From the moment that plus sign appears, you find yourself wondering who this new creature will turn out to be. And “Boy or Girl?” is right up there at the top of the list of questions. It’s certainly the thing people most want to know, right after they ask you when you’re due.

Finally, we have an answer. The Bean is a bean-ette.

I made the ultrasound technician check, twice, to be sure there were no beans and frank hiding anywhere. She was quite positive in her diagnosis, though. “No suprises,” she assured me, “It’s definitely a girl.”

This whole time, I’ve tried very hard not to want a girl over a boy. Because what if Bean turned out to be sporting a penis, and then later he found out that his mum actually wanted him to be a girl? That would suck.

But let’s be honest. I’ve been stashing away girl stuff for a very long time now, just in case. I really, really wanted to have a daughter. bean_dress

Of course, there’s no guarantee that Bean will turn out to be the kind of girl who will even be interested in the trinkets and goodies I’ve been saving for her. But maybe, someday is good enough to go on for now.

The day before the big reveal, I wrote this poem to capture how I felt before I knew the answer to the gender question. I hope someday Bean will like this, too…

Heirloom Tomato
(week 19)

Wishful thinking will not change
the tint of your eyes
the grain of your hair
the Xs or Ys of chromosomes.

You already are whoever
you are going to be.

In a windowless room at the office
I lay on the graying carpet
and let a woman string a ring
on a strand of my hair.
She held it motionless
above the mound of belly
where you swim.

If it swung in a circle,
you would be a girl.
Perpendicular, a boy.

In my impatience to meet you
I have imagined a whole wardrobe
of bright cotton dresses. I have drawn up lists
of names. (The page for girls is longer.)

Your aunt has entered birth dates
into gender calculators,
all of which predicted
you will be my daughter.

But today the ring swung
in a line, not a circle.

I want you to know, now,
before we inspect you
with sound waves,
that you are loved
exactly as you are.

-Lo, amazed.

We are family

mood: busy | drinking: water
momdad_muir

The Mama & Papa Witmer were just in California for a visit. (They’re pretty adorable, no?)

I always look forward to the parental visits. Having moved so far away from the place where I grew up, I don’t often find myself reminded of my childhood.

But seeing my parents always brings back a flood of memories, and we usually end up around the table swapping stories that start with, “Remember that time…”

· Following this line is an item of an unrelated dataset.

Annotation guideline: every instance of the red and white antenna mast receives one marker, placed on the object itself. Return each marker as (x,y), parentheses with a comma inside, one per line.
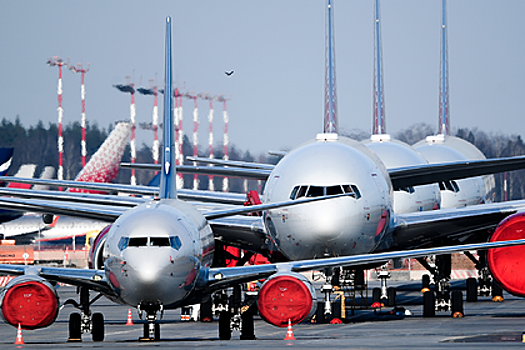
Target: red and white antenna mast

I have no doubt that becoming a parent myself will alter my view of my own mom and dad. For the first time, I’ll be standing in their shoes, forced to make some of the same decisions they had to wrestle with when my sister and I were tiny.

Boy and I have already started talking about how to let Bean be whoever she (or he) will be. How to let her (let’s just go with her for now) grow up to be confident in who she is, even if that “who” isn’t quite what we expected.

momdadme_muirI’m sure when I was a little two-year-old tow head running around pulling puppy dog tails, my parents didn’t expect that one day I would change my hair color a ridiculous number of times, date a boy in a band, stop going to church, get tattoos and buy a motorcycle. (Not necessarily all at the same time, of course.)

I’m sure, when they tucked me in at night, they had very different ideas of who I would become.

But they have let me grow up with grace. They let me make decisions they didn’t understand. They let me disagree. They let me go.

It couldn’t have been very easy for them.

But the freedom they gave me has made me a better me. And I think it’s one of the many reasons I actually get excited when my parents are coming to town, while many of my friends live in dread of that day.

If we start now, and we practice really hard, I hope that Boy and I can give Bean the same freedom and let her fly.

-Lo, who somehow also grew up to be taller than both her parents.